Wüst erinnerte daran, dass die Senkung der Stromsteuer eines der zentralen wirtschaftspolitischen Versprechen während des Bundestagswahlkampfs gewesen sei und klar im Koalitionsvertrag festgehalten wurde. Er warnte Klingbeil eindringlich davor, bei dieser entscheidenden Frage den Koalitionsvertrag zu missachten. Die angekündigte Reduzierung der Stromsteuer auf das europäische Mindestmaß sei im aktuellen Haushaltsentwurf nicht berücksichtigt, was seiner Ansicht nach ein ernst zu nehmendes Signal an die Wählerschaft sei.

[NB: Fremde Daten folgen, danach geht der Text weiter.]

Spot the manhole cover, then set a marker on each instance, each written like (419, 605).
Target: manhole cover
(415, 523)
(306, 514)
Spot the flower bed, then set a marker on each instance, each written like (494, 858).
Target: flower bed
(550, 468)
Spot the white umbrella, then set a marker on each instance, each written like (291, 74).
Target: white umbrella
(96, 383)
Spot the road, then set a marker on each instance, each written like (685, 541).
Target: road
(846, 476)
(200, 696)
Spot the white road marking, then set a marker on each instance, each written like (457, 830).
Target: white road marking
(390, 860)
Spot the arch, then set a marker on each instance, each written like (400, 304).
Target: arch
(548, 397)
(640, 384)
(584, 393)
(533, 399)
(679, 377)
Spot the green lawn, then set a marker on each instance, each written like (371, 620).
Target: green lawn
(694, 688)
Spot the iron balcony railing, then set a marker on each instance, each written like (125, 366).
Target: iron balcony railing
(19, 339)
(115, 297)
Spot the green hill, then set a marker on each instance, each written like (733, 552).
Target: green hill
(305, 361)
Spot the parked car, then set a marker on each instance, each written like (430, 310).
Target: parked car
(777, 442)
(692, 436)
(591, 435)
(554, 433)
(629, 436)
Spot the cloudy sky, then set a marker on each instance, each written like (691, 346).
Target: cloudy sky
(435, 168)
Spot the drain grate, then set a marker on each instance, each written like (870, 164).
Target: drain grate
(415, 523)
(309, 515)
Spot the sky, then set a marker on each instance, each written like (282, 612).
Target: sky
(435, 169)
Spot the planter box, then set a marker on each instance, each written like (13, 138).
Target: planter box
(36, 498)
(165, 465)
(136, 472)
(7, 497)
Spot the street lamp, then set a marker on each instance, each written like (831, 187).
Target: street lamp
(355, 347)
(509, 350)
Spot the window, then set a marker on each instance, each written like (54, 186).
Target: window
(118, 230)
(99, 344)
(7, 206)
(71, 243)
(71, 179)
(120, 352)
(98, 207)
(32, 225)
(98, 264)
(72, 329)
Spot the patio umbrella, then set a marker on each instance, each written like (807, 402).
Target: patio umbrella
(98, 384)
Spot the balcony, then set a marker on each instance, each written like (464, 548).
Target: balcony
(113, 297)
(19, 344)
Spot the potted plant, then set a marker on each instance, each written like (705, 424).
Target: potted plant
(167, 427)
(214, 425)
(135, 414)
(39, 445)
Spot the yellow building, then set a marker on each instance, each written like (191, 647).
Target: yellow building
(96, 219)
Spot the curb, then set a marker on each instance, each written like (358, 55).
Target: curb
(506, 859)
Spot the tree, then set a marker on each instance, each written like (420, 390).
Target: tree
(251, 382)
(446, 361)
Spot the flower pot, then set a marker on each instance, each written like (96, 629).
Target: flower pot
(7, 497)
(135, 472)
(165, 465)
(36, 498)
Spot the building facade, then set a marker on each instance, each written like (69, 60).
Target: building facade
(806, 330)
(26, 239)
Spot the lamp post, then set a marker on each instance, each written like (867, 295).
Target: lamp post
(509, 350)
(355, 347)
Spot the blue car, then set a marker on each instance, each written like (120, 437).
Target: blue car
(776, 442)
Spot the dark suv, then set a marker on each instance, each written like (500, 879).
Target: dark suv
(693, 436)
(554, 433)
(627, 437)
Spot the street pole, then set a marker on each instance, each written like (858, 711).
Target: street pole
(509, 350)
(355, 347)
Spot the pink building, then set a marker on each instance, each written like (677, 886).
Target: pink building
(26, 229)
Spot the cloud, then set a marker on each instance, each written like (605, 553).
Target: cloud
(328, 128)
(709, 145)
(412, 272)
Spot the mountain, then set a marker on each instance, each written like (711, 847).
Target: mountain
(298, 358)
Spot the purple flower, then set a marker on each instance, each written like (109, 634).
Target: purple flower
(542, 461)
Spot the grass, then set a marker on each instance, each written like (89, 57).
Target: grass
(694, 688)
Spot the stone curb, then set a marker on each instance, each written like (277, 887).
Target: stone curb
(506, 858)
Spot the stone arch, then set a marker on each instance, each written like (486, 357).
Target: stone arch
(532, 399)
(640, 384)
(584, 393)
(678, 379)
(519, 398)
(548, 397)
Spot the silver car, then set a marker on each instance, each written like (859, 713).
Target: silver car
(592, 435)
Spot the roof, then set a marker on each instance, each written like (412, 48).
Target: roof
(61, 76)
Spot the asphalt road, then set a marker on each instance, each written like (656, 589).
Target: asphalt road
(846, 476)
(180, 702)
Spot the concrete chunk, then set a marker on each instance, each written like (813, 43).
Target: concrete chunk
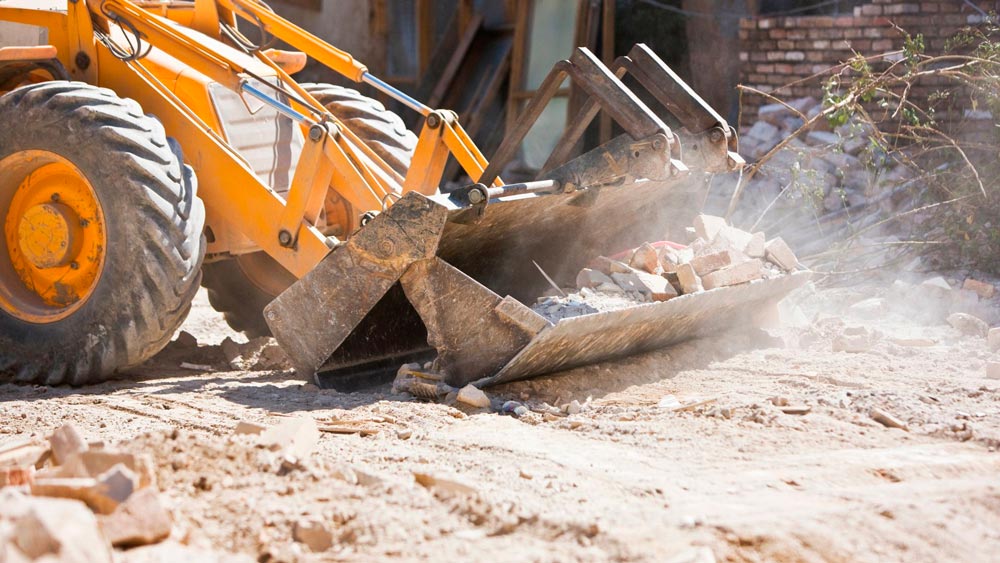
(756, 248)
(733, 239)
(708, 263)
(65, 441)
(968, 325)
(591, 278)
(689, 280)
(656, 287)
(63, 530)
(646, 259)
(294, 438)
(993, 370)
(141, 520)
(779, 253)
(314, 533)
(473, 396)
(244, 427)
(734, 275)
(708, 226)
(983, 289)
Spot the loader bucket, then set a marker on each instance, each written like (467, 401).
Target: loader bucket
(456, 272)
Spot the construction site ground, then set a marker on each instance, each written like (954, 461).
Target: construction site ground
(629, 478)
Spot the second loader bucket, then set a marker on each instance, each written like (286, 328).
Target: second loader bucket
(454, 272)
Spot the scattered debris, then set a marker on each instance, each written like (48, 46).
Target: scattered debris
(140, 520)
(993, 370)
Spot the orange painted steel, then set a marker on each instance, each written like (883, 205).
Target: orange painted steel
(55, 238)
(336, 171)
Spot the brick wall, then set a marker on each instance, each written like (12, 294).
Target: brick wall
(785, 52)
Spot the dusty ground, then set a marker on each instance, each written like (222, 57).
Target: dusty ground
(624, 480)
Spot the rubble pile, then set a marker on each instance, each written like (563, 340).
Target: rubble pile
(720, 256)
(72, 500)
(833, 176)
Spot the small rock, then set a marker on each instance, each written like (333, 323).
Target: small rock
(473, 396)
(993, 370)
(993, 339)
(708, 263)
(244, 427)
(591, 278)
(707, 226)
(140, 520)
(64, 530)
(983, 289)
(734, 275)
(17, 476)
(885, 419)
(647, 259)
(573, 407)
(65, 441)
(756, 248)
(185, 340)
(314, 534)
(779, 253)
(656, 287)
(440, 484)
(690, 281)
(968, 325)
(855, 340)
(294, 438)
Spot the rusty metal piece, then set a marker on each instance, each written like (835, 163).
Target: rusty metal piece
(314, 316)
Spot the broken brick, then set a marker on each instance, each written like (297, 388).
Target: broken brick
(140, 520)
(711, 262)
(734, 275)
(689, 280)
(646, 259)
(779, 253)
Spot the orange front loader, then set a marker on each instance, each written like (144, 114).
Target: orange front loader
(149, 147)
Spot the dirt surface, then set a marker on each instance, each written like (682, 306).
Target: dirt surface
(629, 478)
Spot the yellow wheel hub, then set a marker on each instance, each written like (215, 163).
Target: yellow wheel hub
(54, 237)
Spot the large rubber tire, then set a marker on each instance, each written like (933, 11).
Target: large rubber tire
(231, 290)
(153, 223)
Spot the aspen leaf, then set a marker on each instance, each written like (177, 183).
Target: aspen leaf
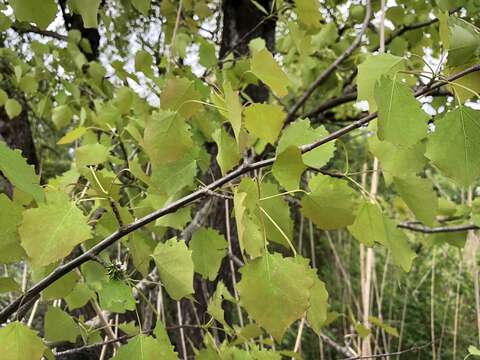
(264, 121)
(371, 70)
(455, 145)
(300, 133)
(401, 121)
(19, 173)
(51, 231)
(208, 250)
(12, 108)
(288, 168)
(372, 226)
(227, 155)
(331, 203)
(265, 67)
(275, 291)
(19, 342)
(59, 326)
(167, 138)
(31, 11)
(175, 266)
(419, 196)
(180, 95)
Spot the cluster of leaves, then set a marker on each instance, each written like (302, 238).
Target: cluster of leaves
(127, 158)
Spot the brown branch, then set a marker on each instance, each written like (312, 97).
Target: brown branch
(328, 71)
(436, 230)
(36, 30)
(387, 355)
(63, 269)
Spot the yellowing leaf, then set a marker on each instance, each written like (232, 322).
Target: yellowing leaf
(175, 266)
(12, 108)
(288, 168)
(167, 138)
(19, 342)
(227, 155)
(308, 12)
(371, 70)
(265, 67)
(180, 95)
(208, 250)
(19, 173)
(455, 145)
(51, 231)
(331, 203)
(300, 133)
(401, 121)
(71, 136)
(32, 11)
(264, 121)
(275, 291)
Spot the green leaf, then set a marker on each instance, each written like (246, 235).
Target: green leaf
(473, 350)
(209, 248)
(401, 121)
(141, 5)
(10, 218)
(398, 161)
(59, 326)
(264, 66)
(143, 62)
(79, 297)
(275, 291)
(12, 108)
(455, 145)
(419, 196)
(31, 11)
(317, 312)
(91, 154)
(175, 266)
(51, 231)
(288, 168)
(71, 136)
(88, 10)
(371, 226)
(463, 42)
(141, 248)
(308, 12)
(180, 95)
(300, 133)
(62, 116)
(8, 285)
(264, 121)
(167, 138)
(19, 342)
(116, 296)
(143, 347)
(19, 173)
(371, 70)
(228, 155)
(331, 203)
(173, 177)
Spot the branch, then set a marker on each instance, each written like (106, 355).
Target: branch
(436, 230)
(36, 30)
(388, 355)
(64, 269)
(328, 71)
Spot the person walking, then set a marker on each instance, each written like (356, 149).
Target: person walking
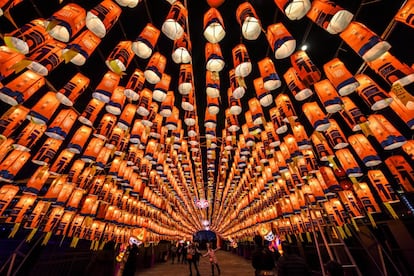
(191, 259)
(262, 259)
(173, 252)
(211, 253)
(291, 263)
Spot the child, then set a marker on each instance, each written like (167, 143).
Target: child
(212, 256)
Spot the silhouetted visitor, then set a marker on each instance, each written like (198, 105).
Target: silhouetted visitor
(262, 258)
(211, 253)
(334, 268)
(290, 263)
(173, 252)
(191, 251)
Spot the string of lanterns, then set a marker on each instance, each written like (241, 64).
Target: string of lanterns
(123, 167)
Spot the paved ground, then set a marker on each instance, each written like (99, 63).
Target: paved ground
(230, 265)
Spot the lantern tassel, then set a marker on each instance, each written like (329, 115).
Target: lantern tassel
(47, 238)
(14, 230)
(391, 210)
(31, 235)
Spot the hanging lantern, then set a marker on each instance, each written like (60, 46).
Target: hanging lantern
(145, 43)
(102, 17)
(348, 162)
(406, 114)
(237, 85)
(364, 42)
(214, 57)
(285, 107)
(364, 150)
(241, 61)
(296, 86)
(352, 115)
(306, 69)
(256, 111)
(385, 133)
(62, 124)
(383, 187)
(46, 58)
(106, 124)
(61, 162)
(280, 40)
(271, 80)
(92, 150)
(316, 117)
(343, 81)
(185, 81)
(405, 14)
(328, 177)
(28, 137)
(212, 84)
(234, 104)
(64, 24)
(174, 25)
(12, 119)
(12, 164)
(264, 96)
(167, 105)
(160, 90)
(328, 96)
(117, 101)
(277, 120)
(120, 57)
(402, 172)
(301, 137)
(182, 50)
(155, 68)
(106, 86)
(7, 194)
(350, 203)
(44, 109)
(249, 21)
(367, 199)
(81, 48)
(128, 3)
(91, 112)
(213, 26)
(294, 9)
(329, 16)
(21, 88)
(392, 70)
(79, 139)
(72, 89)
(335, 136)
(372, 94)
(27, 38)
(144, 103)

Ein Sprecher des Finanzministers verweist allerdings auf die Zwänge des Haushalts. Stattdessen sollen private Haushalte bei der Gasspeicherumlage und den Netzentgelten entlastet werden. Diese Maßnahmen, so hofft Klingbeil, könnten den Druck auf die Bürger mindern, auch wenn die generelle Stromsteuersenkung vorerst aufgeschoben wird.